Will Hillary Clinton Listen to Anyone Advising Her to Quit? — New York Magazine
But now two months have passed since Edwards dropped out—tempus fugit!—and still no endorsement. Why? According to a Democratic strategist unaligned with any campaign but with knowledge of the situation gleaned from all three camps, the answer is simple: Obama blew it. Speaking to Edwards on the day he exited the race, Obama came across as glib and aloof. His response to Edwards’s imprecations that he make poverty a central part of his agenda was shallow, perfunctory, pat. Clinton, by contrast, engaged Edwards in a lengthy policy discussion. Her affect was solicitous and respectful. When Clinton met Edwards face-to-face in North Carolina ten days later, her approach continued to impress; she even made headway with Elizabeth. Whereas in his Edwards sit-down, Obama dug himself in deeper, getting into a fight with Elizabeth about health care, insisting that his plan is universal (a position she considers a crock), high-handedly criticizing Clinton’s plan (and by extension Edwards’s) for its insurance mandate.

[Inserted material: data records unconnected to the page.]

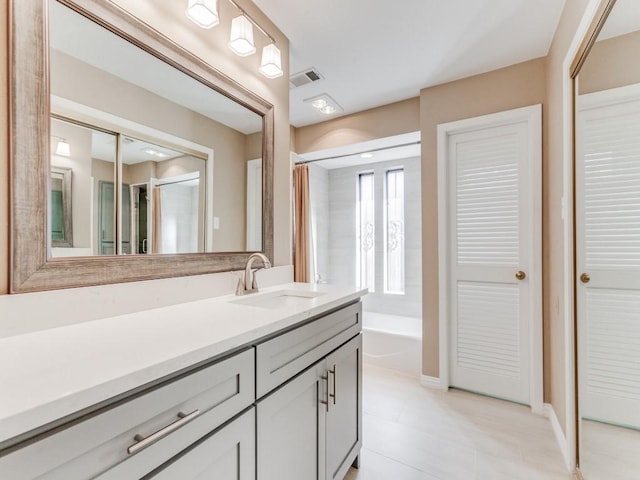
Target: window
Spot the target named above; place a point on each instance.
(365, 232)
(394, 232)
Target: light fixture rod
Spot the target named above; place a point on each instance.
(255, 24)
(371, 150)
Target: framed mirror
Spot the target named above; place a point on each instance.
(607, 242)
(60, 206)
(164, 150)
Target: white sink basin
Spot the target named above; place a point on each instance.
(280, 299)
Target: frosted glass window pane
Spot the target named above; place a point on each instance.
(365, 233)
(394, 235)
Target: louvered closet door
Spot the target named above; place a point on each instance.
(490, 194)
(608, 247)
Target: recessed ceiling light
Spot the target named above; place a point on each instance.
(324, 104)
(203, 13)
(319, 103)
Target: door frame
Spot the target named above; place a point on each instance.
(532, 115)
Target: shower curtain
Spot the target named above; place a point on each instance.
(301, 257)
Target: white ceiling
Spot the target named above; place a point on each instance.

Now, it’s quite possible that Obama is misleading the greater part of his electoral coalition in his rhetoric on the Iraq War, his rhetoric on free trade, and his lack of movement in the Senate on immigration. It’s also possible that Obama can get better results sitting down with our nation’s enemies than he can chatting with John Edwards.
But given the choice between John McCain, a candidate who elevates the discussion on globalization, and Barack Obama, who’s current campaign plan is warmed over identity politics, I guess I’m not “hoping” for “change.”